Accessing parent objects
Steven D'Aprano
steve+comp.lang.python at pearwood.info
Sun Mar 25 08:30:44 EDT 2018
On Sun, 25 Mar 2018 05:57:40 -0500, D'Arcy Cain wrote:
> That was my original solution but it seems clumsy.
>
> O2 = O1.C2(O1)
Are you intentionally trying to melt my brain with horribly obfuscated,
meaningless names? If so, you've succeeded admirably millennium hand and
shrimp buggarit.
:-)
> IOW passing the parent object to the child class. It just seems like
> there should be some way to access the parent object in C2.
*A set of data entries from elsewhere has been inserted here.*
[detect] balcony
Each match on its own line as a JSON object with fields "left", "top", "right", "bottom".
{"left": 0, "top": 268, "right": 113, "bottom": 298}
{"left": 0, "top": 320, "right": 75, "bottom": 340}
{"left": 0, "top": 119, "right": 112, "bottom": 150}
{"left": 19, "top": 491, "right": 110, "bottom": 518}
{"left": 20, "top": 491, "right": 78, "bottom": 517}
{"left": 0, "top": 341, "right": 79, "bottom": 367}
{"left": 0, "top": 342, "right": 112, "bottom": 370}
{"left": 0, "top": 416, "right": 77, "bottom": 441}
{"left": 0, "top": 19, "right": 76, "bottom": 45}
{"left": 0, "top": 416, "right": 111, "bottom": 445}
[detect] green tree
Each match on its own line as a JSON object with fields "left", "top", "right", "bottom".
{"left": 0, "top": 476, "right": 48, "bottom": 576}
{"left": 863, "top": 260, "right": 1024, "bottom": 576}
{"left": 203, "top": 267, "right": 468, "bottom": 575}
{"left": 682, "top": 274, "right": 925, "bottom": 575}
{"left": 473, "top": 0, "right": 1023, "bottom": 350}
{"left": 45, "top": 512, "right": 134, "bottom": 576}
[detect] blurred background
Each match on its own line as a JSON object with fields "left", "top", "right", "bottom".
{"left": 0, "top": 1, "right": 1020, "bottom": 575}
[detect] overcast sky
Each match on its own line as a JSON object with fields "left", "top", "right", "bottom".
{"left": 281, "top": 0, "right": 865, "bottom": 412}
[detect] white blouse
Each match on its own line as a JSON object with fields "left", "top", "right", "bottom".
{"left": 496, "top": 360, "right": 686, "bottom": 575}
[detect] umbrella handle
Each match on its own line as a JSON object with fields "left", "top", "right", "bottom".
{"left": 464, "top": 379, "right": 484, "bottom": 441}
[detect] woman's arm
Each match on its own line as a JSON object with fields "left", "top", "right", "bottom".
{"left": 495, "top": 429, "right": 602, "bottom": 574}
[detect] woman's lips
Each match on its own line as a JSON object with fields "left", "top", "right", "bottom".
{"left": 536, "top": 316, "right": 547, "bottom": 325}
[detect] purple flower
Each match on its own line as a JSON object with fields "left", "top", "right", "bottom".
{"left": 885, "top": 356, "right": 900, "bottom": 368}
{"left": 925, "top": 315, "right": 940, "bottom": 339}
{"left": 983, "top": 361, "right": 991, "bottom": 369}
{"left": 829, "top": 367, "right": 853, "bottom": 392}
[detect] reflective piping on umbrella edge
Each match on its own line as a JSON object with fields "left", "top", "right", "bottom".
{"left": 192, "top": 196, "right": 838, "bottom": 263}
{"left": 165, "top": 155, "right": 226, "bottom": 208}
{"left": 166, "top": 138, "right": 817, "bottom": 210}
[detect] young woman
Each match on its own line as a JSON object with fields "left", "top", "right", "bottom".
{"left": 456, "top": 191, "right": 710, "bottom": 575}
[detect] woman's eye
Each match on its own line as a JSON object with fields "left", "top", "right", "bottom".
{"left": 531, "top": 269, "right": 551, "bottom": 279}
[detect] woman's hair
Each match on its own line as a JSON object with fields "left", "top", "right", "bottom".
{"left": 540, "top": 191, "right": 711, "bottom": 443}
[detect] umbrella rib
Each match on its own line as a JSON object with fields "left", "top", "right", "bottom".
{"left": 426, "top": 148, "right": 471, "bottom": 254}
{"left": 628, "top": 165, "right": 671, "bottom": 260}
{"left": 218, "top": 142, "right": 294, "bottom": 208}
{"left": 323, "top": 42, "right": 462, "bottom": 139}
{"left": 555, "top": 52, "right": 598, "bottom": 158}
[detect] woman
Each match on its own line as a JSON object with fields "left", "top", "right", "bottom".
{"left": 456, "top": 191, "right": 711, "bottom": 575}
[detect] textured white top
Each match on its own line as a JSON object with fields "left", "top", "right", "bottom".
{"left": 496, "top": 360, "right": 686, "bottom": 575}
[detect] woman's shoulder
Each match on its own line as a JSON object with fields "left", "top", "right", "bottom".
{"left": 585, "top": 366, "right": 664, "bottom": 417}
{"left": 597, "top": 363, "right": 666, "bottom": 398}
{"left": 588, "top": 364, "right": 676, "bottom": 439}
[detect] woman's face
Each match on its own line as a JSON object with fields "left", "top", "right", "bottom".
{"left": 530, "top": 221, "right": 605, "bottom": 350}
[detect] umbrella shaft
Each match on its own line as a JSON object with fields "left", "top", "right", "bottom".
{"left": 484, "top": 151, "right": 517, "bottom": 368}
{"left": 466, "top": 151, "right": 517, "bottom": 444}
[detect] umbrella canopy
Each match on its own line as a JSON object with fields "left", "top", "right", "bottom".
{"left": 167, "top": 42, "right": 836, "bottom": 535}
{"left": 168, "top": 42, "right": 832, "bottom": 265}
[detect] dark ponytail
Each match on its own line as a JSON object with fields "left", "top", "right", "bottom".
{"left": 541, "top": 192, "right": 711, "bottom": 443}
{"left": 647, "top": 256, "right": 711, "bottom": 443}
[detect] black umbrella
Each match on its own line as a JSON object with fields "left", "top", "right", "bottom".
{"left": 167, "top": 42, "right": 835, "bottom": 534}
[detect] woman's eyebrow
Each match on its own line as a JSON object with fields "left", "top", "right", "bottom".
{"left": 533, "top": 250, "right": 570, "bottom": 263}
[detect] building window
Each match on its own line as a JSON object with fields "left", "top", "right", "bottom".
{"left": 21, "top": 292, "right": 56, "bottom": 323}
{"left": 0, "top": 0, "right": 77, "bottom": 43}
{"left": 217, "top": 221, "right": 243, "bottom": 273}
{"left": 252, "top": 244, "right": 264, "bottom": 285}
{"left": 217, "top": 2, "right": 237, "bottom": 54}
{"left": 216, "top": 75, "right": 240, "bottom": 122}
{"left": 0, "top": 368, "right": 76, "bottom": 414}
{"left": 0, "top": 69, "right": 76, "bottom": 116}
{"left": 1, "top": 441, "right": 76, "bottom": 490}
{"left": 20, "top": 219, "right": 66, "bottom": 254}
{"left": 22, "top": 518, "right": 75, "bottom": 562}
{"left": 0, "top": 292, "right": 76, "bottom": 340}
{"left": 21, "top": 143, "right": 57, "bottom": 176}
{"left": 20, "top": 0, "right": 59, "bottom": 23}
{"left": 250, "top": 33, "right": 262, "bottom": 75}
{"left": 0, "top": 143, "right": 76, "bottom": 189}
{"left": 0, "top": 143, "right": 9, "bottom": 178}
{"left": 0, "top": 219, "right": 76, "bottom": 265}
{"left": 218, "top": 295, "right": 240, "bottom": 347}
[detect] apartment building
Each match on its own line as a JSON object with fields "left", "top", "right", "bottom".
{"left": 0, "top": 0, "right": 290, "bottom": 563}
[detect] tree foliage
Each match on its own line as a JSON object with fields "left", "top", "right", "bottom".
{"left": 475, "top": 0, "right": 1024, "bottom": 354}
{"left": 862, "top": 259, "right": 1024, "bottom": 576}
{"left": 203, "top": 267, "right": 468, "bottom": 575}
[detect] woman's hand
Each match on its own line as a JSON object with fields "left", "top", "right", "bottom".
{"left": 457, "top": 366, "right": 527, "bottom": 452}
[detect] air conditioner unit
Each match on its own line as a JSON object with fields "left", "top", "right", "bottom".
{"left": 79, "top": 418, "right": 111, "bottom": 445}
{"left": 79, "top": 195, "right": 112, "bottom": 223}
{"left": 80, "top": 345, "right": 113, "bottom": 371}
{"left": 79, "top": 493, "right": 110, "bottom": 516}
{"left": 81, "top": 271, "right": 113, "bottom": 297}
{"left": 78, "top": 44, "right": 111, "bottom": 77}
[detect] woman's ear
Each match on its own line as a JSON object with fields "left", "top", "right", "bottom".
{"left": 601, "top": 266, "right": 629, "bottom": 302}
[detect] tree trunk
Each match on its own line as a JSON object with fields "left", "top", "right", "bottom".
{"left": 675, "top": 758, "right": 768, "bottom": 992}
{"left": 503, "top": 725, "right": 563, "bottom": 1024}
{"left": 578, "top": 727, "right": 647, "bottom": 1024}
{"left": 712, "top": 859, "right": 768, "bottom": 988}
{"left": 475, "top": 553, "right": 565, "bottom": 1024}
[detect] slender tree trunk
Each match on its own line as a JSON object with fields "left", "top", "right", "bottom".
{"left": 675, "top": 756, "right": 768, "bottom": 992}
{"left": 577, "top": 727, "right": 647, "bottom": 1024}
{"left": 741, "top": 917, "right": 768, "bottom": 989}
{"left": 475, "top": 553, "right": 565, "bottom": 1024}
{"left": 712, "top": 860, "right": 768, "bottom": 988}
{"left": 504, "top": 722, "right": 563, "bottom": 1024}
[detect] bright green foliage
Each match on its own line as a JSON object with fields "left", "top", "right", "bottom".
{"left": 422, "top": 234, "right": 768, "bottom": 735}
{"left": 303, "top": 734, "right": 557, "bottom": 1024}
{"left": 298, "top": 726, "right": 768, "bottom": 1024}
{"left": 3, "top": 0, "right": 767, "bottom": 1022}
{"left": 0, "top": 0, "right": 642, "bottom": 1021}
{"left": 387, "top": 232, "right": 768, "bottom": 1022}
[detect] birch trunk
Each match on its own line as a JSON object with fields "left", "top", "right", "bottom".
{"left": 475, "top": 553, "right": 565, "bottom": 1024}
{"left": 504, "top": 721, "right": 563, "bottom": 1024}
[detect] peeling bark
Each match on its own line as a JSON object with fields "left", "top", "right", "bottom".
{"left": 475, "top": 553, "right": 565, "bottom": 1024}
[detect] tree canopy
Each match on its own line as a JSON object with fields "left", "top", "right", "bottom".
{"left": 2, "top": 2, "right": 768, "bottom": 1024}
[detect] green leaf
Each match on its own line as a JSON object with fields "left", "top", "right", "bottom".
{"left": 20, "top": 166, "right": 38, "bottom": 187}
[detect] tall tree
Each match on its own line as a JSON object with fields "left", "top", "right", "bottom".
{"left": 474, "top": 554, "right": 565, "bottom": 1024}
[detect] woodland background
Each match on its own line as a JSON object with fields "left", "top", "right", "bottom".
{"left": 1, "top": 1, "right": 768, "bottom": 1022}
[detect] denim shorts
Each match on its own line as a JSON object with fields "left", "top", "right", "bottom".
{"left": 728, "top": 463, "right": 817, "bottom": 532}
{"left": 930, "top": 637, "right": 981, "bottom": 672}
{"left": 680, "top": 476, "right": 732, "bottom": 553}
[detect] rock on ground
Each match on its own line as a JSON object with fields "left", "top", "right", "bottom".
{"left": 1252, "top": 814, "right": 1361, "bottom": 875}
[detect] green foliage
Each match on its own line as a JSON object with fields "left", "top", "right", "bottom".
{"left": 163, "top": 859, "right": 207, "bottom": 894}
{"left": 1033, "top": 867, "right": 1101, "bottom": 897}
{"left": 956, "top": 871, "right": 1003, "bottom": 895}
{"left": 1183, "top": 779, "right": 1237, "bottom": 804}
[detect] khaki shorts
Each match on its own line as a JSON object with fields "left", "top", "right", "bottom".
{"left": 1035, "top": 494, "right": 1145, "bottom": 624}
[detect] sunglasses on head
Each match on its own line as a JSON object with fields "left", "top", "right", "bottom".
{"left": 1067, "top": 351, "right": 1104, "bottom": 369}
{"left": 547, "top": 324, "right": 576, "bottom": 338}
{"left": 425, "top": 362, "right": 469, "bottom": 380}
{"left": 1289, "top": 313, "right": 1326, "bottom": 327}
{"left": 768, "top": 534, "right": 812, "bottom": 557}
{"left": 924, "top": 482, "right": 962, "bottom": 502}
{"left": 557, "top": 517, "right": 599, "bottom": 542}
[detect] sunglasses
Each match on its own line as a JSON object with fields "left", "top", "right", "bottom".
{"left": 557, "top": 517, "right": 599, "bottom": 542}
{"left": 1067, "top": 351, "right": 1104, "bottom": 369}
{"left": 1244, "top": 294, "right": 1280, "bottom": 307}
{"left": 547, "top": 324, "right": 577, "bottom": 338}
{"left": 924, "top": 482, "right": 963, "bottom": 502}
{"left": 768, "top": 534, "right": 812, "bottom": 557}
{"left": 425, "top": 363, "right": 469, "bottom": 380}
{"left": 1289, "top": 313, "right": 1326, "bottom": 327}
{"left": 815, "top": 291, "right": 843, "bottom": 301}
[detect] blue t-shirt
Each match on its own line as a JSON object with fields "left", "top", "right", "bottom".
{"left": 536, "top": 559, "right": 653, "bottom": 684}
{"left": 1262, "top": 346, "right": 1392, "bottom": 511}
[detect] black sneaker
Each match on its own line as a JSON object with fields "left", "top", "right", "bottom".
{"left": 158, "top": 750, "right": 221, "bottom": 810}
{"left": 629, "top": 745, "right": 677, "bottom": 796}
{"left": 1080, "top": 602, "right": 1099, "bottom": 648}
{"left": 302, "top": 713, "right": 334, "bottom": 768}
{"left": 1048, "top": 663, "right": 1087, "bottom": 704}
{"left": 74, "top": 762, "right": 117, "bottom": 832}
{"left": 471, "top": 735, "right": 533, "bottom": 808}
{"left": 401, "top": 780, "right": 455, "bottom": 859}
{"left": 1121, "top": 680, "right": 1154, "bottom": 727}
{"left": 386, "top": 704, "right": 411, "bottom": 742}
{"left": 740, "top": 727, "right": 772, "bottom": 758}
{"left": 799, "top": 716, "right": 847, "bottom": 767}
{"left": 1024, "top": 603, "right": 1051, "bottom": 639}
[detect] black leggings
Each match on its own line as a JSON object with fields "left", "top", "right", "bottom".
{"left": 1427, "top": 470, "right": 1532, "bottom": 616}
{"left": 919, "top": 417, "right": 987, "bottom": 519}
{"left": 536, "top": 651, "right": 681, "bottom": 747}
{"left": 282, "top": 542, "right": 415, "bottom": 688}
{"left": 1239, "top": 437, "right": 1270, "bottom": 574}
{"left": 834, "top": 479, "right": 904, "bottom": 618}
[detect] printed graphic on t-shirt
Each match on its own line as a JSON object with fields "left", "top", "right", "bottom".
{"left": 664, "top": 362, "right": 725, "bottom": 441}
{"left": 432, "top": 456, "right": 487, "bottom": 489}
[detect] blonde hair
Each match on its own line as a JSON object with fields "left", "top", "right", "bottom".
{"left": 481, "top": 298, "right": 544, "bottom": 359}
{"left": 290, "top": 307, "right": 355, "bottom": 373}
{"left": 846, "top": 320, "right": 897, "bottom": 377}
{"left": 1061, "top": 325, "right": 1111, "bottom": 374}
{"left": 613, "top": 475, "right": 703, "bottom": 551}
Of course there's a way, it's just tricky. There's just no *automatic*
way.
Classes are no different to any other object: objects only know what they
hold a reference to, not what holds a reference to them. Given:
class Spam:
eggs = "Wibble"
the class Spam knows about the string "Wibble", but the string has no way
of knowing about Spam. The same applies to nested classes:
class Spam:
class Eggs:
pass
There's no difference here, except that unlike strings, classes can hold
references to other objects. So we can inject a reference to Spam to
Eggs, but unfortunately we can't do from inside Spam, since it doesn't
exist as yet!
class Spam:
class Eggs:
pass
Eggs.owner = Spam # NameError
But we can do it from the outside once the class is built:
Spam.Eggs.owner = Spam
Some possible solutions:
- use a class decorator or a metaclass
- do the injection in the Spam __init__ method:
class Spam:
class Eggs:
pass
def __init__(self):
self.egg = egg = type(self).Eggs()
egg.owner = self
Possibly use a Weak Reference instead of a regular reference.